|
Post by rondetto on May 20, 2017 9:04:55 GMT
THREE tortoises, Jim, Ray and Geoff, go for a picnic ten miles from home. It takes ten days to get there, and they find they've forgotten the bottle opener. Jim and Ray ask Geoff to fetch it. "No way!" says Geoff. "When I go you'll eat my sandwiches."
They promise not to, so off Geoff goes.
Ten days pass, and he's not back. 20 days pass, and he's stll not back . . . Jim and Ray are starving, but still don't eat the sandwiches . . .
25 days pass and Ray says: "We'll starve if we don't eat!" So they start to eat the sandwiches.
Geoff jumps out from behind a rock and shouts: "I knew it, I knew you would eat the sandwiches...you liars! I'm not going now!"
|
|
|
Post by rondetto on May 20, 2017 12:34:16 GMT
A group of American tourists was being guided through an ancient castle in Europe.
"This place," the guide told them, "is 600 years old. Not a stone in it has been touched, nothing altered, nothing replaced in all those years."
"Wow," said one woman dryly, "they must have the same landlord as me."
|
|
|
Post by althea on May 20, 2017 14:14:43 GMT
Met my wife in a travel agents.....she wanted a holiday and I was the last resort
By the way ....don't book for Athens...that place is in ruins
|
|
|
Post by rondetto on May 20, 2017 16:41:13 GMT
Did you hear about the woman who sued her husband for being careless in his appearance? Apparently he hadn't shown up at home for 15 years.
|
|
|
Post by althea on May 22, 2017 18:07:10 GMT
I've got a part-time job at the cycle shop.......I'm their spokesperson
|
|
|
Post by althea on May 22, 2017 18:07:39 GMT
I built a submarine out of polystyrene in our living room......It didn't go down too well
|
|
Deleted
Deleted Member
Posts: 0
|
Post by Deleted on May 23, 2017 21:15:48 GMT
|
|
|
Post by goldelox on May 26, 2017 8:38:42 GMT
|
|
|
Post by ARENA on May 26, 2017 8:46:56 GMT
|
|
|
Post by rondetto on May 28, 2017 14:21:12 GMT
Seen on the door of a music shop: "Gone Chopin with my Liszt. Bach at 2pm. Offenbach sooner."
|
|
|
Post by aubrey on May 28, 2017 15:34:43 GMT
I once did a gig in an Owl Sanctuary. That turned a few heads.
|
|
|
Post by aubrey on May 28, 2017 15:35:11 GMT
We're British. I don't get scared until the threat level hits "Replacement Bus Service".
|
|
|
Post by aubrey on May 28, 2017 15:41:06 GMT
Not really a joke, but I thought it was funny anyway:
|
|
|
Post by rondetto on May 28, 2017 16:24:07 GMT
On the first day of Spring Training, a cricket scout brings a race horse with him to add to the starting lineup. The coach asks, "What the heck did you bring that horse here for?"

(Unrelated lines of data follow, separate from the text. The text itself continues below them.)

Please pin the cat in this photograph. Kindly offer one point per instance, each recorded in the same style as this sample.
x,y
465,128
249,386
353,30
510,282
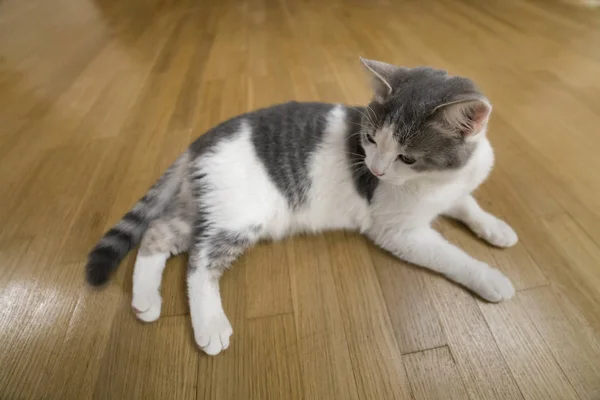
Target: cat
x,y
387,170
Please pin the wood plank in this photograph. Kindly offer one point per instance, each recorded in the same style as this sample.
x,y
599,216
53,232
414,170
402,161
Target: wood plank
x,y
433,375
325,357
374,352
534,368
150,361
272,357
228,375
409,301
567,336
483,369
268,281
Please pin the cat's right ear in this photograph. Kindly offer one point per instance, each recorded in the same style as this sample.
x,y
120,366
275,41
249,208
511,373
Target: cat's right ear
x,y
381,75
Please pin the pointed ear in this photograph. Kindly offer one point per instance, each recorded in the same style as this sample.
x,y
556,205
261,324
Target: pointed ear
x,y
381,74
464,117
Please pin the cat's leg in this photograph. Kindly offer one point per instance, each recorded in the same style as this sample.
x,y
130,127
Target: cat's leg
x,y
165,236
425,247
485,225
210,254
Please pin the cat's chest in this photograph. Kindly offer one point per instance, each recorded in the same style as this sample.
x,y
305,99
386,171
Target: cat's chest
x,y
414,204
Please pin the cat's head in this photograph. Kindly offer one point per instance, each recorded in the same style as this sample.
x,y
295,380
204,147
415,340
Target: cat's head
x,y
421,122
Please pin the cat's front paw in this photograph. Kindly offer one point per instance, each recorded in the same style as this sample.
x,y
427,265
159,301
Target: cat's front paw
x,y
496,232
212,333
493,285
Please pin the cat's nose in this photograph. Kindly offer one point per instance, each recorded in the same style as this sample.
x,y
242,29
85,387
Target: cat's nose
x,y
376,172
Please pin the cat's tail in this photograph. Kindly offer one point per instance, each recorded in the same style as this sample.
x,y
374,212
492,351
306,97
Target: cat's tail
x,y
106,256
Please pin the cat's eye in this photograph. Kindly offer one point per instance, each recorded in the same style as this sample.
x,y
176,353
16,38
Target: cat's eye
x,y
406,159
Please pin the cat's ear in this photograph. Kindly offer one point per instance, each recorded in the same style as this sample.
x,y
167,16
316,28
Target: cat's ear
x,y
466,117
381,75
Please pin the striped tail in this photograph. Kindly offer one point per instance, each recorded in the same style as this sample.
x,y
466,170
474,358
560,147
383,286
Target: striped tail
x,y
106,256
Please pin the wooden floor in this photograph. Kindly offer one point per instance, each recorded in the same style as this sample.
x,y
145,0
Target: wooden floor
x,y
97,97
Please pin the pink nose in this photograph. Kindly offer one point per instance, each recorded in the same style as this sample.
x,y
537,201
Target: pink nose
x,y
377,172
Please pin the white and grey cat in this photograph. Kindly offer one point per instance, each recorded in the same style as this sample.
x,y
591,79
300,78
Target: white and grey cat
x,y
387,170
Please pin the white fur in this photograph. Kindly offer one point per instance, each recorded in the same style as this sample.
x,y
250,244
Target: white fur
x,y
147,276
211,326
240,194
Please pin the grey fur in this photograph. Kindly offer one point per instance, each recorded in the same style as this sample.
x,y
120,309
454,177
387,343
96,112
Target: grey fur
x,y
286,156
414,107
175,219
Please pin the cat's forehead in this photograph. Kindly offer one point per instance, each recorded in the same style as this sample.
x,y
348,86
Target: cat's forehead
x,y
418,91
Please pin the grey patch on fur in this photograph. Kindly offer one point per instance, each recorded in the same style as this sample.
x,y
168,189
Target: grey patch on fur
x,y
284,137
365,182
416,93
118,241
224,247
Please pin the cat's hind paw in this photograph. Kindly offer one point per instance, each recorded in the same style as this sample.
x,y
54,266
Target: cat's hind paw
x,y
213,333
147,306
493,285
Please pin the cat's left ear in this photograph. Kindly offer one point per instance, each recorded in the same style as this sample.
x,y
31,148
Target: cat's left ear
x,y
466,117
381,74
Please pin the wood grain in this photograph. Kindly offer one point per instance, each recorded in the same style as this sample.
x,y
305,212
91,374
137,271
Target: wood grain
x,y
97,97
326,363
378,367
568,337
433,375
484,371
534,368
268,281
414,318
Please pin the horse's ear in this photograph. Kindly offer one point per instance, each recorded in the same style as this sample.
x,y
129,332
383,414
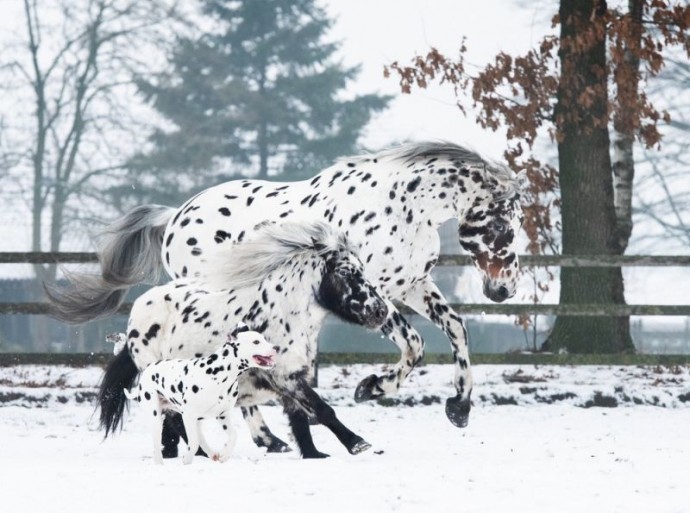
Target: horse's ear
x,y
318,246
241,328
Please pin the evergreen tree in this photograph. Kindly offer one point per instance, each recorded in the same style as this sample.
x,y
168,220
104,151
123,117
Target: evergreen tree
x,y
261,92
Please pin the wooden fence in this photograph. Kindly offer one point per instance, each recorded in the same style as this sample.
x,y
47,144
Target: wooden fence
x,y
40,308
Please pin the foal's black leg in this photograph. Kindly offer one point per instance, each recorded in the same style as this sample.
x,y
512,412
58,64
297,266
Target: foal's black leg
x,y
355,444
299,423
173,430
261,434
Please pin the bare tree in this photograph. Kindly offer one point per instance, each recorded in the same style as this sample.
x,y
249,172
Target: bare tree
x,y
69,76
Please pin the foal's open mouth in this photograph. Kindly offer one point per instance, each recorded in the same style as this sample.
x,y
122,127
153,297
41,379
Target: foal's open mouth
x,y
264,361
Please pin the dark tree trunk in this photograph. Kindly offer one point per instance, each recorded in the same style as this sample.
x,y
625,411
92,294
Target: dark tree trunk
x,y
588,216
627,78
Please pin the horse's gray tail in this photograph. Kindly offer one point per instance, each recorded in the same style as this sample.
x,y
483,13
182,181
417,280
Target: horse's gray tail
x,y
129,253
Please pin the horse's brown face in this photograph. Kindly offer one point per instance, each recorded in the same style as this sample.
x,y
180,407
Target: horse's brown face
x,y
488,232
348,294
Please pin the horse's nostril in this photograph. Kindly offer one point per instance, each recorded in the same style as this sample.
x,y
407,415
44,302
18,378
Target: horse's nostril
x,y
381,312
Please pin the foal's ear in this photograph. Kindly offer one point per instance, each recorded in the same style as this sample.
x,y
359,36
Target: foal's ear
x,y
241,328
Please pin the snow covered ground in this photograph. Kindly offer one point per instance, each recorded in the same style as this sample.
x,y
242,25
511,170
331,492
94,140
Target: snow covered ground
x,y
534,444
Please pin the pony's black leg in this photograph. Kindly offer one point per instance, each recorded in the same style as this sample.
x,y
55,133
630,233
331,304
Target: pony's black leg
x,y
299,423
173,430
261,434
325,414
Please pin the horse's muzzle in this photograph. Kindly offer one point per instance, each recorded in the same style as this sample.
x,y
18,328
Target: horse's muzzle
x,y
496,293
376,314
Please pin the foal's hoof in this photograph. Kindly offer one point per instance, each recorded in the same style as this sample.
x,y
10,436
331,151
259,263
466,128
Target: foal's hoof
x,y
359,447
315,455
458,410
169,452
277,445
368,389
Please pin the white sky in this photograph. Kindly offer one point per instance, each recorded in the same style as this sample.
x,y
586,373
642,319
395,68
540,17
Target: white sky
x,y
376,33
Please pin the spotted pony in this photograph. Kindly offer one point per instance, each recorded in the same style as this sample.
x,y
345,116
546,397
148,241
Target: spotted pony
x,y
201,388
389,204
281,283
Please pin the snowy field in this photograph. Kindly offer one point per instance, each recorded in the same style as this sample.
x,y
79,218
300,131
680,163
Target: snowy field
x,y
545,439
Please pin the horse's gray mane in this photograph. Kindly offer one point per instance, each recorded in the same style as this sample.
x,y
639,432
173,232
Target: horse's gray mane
x,y
441,149
271,247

The scout replies, "Wait until you see him bat."
All the players are laughing, until the horse comes to bat. At this point, the horse grabs the bat and everyone quiets down. They stare at the horse.
The bowler, just shrugs his shoulders, and bowls the ball toward horse, when astonishingly, the horse hits the ball deep into the outfield.

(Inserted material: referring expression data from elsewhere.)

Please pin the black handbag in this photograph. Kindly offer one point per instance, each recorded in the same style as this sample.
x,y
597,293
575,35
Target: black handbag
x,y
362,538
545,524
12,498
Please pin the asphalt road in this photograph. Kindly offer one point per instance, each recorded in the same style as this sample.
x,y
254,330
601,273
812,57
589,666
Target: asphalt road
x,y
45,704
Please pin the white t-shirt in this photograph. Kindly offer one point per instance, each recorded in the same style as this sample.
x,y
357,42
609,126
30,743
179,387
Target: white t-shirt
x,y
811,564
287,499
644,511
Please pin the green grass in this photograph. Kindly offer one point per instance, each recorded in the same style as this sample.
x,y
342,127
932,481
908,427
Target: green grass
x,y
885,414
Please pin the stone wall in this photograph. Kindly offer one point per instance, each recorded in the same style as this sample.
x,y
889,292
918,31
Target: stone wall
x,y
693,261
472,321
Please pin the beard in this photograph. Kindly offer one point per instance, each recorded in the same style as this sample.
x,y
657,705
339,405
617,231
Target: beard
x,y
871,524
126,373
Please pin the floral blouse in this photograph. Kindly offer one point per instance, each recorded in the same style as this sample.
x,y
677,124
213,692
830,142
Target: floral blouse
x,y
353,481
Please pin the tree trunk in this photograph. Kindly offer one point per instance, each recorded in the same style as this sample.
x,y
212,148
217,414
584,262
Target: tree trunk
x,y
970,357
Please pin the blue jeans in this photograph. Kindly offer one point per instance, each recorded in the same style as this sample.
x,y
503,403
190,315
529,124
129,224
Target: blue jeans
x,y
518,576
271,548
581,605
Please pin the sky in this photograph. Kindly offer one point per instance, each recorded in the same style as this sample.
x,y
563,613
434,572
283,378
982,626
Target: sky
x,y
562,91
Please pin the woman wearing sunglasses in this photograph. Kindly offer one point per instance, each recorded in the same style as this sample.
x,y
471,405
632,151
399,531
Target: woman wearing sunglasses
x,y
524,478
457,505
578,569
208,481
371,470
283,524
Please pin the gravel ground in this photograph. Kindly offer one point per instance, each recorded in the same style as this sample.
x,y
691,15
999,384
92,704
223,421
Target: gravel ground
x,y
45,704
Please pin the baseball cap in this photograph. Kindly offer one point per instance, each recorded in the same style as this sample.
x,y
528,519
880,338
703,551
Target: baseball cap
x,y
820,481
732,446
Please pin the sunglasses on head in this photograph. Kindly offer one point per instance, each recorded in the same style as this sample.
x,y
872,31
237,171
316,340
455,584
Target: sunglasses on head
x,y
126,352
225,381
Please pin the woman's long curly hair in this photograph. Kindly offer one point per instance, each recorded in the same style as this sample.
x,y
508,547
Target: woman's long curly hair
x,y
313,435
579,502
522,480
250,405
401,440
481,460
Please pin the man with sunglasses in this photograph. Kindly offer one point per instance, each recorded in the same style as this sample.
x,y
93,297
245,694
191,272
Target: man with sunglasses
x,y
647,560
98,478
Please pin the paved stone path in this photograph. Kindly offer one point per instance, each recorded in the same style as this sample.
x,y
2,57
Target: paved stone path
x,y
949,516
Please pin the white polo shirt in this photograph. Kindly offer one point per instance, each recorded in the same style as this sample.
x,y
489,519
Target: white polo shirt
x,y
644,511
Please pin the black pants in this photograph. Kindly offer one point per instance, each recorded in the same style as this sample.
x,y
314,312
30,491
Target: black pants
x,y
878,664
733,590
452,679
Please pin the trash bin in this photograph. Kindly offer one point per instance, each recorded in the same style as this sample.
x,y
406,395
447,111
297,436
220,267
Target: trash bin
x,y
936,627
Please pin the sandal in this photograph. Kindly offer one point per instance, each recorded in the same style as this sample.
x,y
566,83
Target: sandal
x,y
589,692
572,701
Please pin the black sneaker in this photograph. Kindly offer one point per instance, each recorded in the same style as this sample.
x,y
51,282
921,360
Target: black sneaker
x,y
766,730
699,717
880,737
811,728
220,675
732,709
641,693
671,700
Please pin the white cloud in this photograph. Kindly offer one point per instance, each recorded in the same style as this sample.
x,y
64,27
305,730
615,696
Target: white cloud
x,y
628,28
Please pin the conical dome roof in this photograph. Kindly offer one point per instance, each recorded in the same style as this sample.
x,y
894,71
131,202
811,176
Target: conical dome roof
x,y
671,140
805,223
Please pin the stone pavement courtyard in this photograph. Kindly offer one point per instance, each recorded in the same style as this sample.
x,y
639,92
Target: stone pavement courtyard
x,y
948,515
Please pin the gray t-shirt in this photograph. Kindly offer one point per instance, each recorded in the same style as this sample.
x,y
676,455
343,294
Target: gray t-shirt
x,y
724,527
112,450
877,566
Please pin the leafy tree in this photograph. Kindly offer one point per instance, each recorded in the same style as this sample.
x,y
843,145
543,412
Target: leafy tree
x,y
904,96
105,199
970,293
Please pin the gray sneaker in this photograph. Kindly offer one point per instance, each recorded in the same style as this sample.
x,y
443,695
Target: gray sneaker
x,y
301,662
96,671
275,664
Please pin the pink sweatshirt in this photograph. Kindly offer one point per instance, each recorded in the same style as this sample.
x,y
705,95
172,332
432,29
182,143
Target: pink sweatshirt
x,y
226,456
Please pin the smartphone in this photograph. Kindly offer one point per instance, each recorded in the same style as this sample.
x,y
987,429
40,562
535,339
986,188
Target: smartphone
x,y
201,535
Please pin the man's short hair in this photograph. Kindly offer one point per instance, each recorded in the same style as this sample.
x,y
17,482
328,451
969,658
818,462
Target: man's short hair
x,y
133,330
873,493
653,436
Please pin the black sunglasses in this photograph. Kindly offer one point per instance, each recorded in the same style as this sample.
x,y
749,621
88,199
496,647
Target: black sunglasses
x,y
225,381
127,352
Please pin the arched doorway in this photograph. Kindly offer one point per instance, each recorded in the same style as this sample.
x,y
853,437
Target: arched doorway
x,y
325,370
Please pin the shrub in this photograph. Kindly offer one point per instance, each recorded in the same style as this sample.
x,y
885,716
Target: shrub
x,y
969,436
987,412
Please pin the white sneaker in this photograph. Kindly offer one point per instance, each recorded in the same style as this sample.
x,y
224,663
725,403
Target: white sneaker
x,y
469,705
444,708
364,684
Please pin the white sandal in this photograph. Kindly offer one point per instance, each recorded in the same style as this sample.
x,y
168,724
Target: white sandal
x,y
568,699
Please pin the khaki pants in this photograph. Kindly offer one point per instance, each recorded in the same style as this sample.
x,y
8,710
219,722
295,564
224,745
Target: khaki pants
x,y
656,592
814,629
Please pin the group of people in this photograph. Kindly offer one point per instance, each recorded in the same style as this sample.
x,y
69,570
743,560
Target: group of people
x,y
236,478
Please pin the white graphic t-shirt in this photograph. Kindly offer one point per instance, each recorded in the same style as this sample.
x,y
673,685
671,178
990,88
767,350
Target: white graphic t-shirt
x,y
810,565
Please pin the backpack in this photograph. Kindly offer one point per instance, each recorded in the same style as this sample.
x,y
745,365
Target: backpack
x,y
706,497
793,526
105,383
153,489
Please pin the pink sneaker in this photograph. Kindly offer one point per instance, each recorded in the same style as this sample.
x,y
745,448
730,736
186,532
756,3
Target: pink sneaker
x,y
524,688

The horse just stands there and does not move. The manager then yells at the cricket scout to tell the horse to get some runs.
The scout looks back at the manager and yells back, "If he could run, he'd be at Aintree!"
|
|
|
Post by rondetto on May 29, 2017 9:01:58 GMT
“I'd like to order a bar pizza,” the blonde idiot says.
“Shall I ask them to cut it into six or twelve slices,” the barmaid asks.
“Six, please. I could never eat twelve pieces."